Location
- 180 Presque Isle Rd. Ashland, Aroostook, Maine 04732 United States 46°37′40″N 68°23′39″W﻿ / ﻿46.627823°N 68.394184°W

Information
- Type: Pre-K, Kindergarten, Elementary, Middle, and High School
- Opened: September 8, 2010
- Superintendent: Gehrig T. Johnson
- School number: MSAD 32
- Principal: Joel Hall
- Faculty: 56
- Grades: Pre-K-12
- Hours in school day: 6 hr 40 min
- Classrooms: 30
- Campus size: 87,000 sq ft (8,100 m^{2})
- Colors: Orange, black, and white
- Athletics conference: Class D
- Sports: Golf, soccer, basketball, cross country skiing, and baseball/softball
- Mascot: Hornet
- Team name: Hornets
- Accreditation: New England Association of Schools and Colleges
- Communities served: Ashland, Garfield Plantation, Masardis, Oxbow Plantation, and Portage Lake
- Website: www.sad32.org

= Ashland District School =

Ashland District School is located in Ashland, Maine, United States. It is part of Maine School Administrative District 32, or MSAD 32, which serves Ashland, Garfield Plantation, Masardis, Oxbow, Portage Lake, and Sheridan, Maine. There is a student population of approximately 320 from school grades Pre-K–12, with fifty-six faculty members as well as administrators, a counselor and three support personnel. The school had achieved accredited status with the New England Association of Schools and Colleges.

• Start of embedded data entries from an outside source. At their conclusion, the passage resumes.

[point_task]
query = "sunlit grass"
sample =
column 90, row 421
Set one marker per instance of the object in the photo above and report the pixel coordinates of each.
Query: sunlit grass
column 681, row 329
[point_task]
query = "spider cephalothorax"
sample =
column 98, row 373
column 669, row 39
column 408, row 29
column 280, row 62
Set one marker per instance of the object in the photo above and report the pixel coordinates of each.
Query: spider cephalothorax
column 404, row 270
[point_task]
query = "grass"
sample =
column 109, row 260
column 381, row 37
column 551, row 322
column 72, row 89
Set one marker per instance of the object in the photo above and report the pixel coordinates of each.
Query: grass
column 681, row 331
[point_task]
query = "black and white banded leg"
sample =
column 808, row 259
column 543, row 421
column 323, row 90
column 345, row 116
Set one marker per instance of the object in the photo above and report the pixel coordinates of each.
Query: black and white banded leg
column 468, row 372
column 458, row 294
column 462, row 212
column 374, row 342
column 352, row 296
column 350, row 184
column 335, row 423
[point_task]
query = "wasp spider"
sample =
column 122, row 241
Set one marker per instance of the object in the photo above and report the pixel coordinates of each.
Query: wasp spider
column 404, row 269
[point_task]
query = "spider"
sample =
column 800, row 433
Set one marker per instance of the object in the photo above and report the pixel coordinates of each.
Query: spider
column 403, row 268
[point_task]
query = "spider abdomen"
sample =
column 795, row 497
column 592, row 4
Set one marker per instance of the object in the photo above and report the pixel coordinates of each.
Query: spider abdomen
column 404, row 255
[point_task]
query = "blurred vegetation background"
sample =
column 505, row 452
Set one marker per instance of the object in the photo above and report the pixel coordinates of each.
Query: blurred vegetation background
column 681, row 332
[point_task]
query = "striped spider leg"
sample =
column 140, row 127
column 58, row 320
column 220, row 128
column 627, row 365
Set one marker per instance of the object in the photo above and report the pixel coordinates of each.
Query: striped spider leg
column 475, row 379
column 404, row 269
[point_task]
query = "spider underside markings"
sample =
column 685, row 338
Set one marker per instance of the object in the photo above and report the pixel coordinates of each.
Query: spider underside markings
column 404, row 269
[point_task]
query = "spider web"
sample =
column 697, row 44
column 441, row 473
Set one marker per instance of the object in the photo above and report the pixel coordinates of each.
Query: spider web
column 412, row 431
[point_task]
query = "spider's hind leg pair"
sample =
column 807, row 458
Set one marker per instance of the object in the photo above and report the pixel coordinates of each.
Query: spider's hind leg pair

Sports programs offered at Ashland District School include: baseball, basketball, cheering, cross country, golf, softball, and soccer. The school's teams are known as the Ashland Hornets.

==History==
Ashland District School was designed by Lewis & Malm Architecture of Bucksport, Maine, residing where the old soccer and baseball/softball fields used to be. Construction began on August 19, 2008, and completed just in time for the 2010–2011 school year. A public open house was held on September 1, 2010, and week later opened to students for the first day of school on September 8, 2010. The new lighted soccer and baseball/softball fields are adjacent to the school where the Ashland Community High School used to be.

==Catchment==
The Maine Department of Education takes responsibility for coordinating school assignments in the unorganized territory. The state assigns Oxbow to Ashland District School. When Oxbow was a plantation, it was directly under the School Administrative District 32.